A dirlo è il consigliere regionale Dario Bond, a margine della seduta di Terza Commissione consiliare convocata appositamente per analizzare il problema dei blackout nel Bellunese. Oltre a Terna ed Enel hanno partecipato le rappresentanze locali delle Comunità e Unioni montane interessate dal fenomeno.
“In questo preciso momento occorre sminare l’arrabbiatura legittima e sacrosanta delle persone che si sono trovate ad affrontare una situazione ai limiti del paradossale. Ho visto il contenuto di interi congelatori in strada sotto i cumuli di neve, elettrodomestici irrimediabilmente danneggiati dopo essere stati collegati ai generatori con voltaggi superiori a quelli della rete ordinaria, per non parlare dei disagi alle aziende, agli operatori commerciali e a quelli del turismo. E tutto questo, mentre Cortina sta giocando tutte le sue carte per i mondiali di sci 2019”.

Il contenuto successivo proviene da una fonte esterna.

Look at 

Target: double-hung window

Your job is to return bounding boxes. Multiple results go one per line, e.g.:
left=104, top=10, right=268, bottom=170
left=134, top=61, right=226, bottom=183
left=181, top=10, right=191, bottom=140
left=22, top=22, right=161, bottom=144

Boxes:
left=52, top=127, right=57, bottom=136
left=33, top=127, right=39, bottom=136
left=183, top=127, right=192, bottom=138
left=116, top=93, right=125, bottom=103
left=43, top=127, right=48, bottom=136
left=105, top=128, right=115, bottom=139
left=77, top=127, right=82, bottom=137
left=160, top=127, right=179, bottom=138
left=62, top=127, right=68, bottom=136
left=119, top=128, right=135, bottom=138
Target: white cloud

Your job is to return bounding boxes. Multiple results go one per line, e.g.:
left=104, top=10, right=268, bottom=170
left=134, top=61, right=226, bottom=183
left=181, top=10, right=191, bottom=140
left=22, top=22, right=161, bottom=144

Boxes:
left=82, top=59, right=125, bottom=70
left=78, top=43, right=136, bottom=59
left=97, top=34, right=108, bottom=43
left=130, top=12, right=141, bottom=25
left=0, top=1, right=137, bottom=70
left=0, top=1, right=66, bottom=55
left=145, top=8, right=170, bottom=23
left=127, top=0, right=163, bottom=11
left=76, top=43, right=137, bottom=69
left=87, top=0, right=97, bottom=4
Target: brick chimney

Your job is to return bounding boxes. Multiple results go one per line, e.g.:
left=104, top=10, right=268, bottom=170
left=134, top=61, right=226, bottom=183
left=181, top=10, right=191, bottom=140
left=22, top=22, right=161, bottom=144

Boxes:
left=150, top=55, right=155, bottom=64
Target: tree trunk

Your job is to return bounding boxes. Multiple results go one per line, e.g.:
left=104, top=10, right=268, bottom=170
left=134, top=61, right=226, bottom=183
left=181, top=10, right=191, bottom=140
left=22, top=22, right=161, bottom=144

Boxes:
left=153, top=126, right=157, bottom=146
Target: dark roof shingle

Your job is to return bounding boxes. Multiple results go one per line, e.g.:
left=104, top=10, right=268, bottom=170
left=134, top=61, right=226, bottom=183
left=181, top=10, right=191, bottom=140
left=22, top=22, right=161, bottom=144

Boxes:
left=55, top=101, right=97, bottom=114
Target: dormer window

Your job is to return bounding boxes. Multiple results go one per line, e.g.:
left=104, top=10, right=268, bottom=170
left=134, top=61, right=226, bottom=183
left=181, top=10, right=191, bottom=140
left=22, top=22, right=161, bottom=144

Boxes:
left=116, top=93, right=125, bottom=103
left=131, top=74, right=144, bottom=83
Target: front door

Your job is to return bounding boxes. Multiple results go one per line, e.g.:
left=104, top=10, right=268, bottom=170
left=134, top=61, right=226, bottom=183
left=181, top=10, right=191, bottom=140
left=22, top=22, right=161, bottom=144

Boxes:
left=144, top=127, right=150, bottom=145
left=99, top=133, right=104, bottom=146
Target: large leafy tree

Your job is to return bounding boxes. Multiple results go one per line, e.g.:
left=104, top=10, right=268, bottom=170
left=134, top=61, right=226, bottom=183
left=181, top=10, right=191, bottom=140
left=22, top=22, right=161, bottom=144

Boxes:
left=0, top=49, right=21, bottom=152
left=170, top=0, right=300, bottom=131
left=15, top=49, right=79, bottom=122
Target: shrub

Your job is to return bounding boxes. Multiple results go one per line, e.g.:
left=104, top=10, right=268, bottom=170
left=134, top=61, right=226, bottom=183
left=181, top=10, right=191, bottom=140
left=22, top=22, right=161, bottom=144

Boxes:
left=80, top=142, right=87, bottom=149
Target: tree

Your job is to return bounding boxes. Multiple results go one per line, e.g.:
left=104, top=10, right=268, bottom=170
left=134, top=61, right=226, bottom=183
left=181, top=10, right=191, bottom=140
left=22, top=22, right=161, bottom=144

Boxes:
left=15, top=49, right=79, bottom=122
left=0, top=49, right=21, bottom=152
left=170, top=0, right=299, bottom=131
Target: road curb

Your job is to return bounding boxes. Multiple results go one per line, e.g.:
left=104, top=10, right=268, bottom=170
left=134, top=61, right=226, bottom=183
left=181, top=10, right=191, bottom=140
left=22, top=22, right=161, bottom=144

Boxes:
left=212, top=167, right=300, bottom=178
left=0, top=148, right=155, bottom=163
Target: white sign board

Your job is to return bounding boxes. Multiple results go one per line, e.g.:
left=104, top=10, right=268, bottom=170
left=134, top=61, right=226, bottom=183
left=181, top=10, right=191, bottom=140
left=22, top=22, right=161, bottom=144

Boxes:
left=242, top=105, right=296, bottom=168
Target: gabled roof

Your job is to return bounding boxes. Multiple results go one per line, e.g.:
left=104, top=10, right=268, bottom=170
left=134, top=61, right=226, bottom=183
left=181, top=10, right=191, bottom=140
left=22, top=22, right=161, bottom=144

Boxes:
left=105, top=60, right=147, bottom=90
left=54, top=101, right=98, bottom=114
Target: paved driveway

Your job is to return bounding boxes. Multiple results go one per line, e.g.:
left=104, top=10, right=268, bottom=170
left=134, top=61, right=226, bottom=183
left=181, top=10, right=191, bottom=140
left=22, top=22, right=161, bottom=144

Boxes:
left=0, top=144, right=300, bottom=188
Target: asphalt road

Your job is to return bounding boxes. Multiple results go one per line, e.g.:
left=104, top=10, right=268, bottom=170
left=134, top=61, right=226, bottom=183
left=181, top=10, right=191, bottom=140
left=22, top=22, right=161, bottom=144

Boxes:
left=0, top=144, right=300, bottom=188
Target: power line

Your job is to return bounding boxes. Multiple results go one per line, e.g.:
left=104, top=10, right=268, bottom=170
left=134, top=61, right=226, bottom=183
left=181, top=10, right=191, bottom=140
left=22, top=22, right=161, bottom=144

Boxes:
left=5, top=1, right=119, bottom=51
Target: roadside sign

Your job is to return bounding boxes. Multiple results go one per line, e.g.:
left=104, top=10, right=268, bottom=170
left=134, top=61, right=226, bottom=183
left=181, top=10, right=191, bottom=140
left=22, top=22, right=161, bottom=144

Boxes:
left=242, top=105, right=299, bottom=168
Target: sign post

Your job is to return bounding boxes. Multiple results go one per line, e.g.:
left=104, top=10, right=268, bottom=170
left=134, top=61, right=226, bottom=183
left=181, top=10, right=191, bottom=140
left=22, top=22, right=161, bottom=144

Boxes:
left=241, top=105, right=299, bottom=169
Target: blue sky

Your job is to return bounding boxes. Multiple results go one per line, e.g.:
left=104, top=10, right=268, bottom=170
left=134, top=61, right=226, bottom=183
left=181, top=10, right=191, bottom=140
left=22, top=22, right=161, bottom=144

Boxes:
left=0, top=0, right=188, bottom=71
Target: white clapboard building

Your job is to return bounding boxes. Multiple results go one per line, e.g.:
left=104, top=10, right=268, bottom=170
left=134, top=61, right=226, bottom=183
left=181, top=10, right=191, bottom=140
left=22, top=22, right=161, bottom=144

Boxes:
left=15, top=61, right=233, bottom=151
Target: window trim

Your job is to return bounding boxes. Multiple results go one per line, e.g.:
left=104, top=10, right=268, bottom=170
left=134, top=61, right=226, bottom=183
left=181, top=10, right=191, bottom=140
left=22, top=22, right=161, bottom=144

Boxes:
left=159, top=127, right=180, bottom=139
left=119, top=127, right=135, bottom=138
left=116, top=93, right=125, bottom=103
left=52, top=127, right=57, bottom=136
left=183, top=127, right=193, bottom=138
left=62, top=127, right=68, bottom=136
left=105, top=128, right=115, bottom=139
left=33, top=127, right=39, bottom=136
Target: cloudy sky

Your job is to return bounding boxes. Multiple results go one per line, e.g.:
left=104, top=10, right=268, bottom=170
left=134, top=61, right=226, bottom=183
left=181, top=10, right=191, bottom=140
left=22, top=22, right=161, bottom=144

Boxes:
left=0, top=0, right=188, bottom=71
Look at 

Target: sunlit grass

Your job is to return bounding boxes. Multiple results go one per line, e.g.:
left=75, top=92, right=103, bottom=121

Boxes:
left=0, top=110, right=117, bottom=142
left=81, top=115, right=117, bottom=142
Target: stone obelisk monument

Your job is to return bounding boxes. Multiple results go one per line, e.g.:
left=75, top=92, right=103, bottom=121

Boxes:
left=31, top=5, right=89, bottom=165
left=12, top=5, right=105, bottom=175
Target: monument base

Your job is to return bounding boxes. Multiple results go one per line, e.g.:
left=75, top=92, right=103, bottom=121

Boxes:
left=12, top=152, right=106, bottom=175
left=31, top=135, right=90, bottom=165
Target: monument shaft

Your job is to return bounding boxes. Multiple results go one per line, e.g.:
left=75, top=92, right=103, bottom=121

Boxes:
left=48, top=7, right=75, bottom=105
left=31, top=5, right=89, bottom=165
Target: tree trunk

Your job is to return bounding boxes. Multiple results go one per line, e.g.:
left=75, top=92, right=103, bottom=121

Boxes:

“Nonostante un quadro desolante, da parte di Enel e Terna non c’è stata la minima autocritica, eppure negli ultimi anni c’è stato un evidente peggioramento nel settore delle manutenzioni, sempre più frequentemente in mano a ditte non locali, senza dimenticare che negli anni sono diminuiti i tecnici a disposizione”, sottolinea il consigliere regionale.
“Chiarito il nodo dei risarcimenti, occorre affrontare quello delle fasce di rispetto lungo i tracciati dell’elettricità”, prosegue Bond. “I sindaci devono essere messi nella condizione di poter operare: il quadro normativo va chiarito una volta per tutte anche con specifici provvedimenti legislativi, sia a livello regionale che governativo”.
“C’è poi la questione più importante: quanto si vuole investire in questi territori? Il nodo infrastrutturale è basilare, anche per questo Istituzioni e politica non possono mollare la presa”, conclude Bond.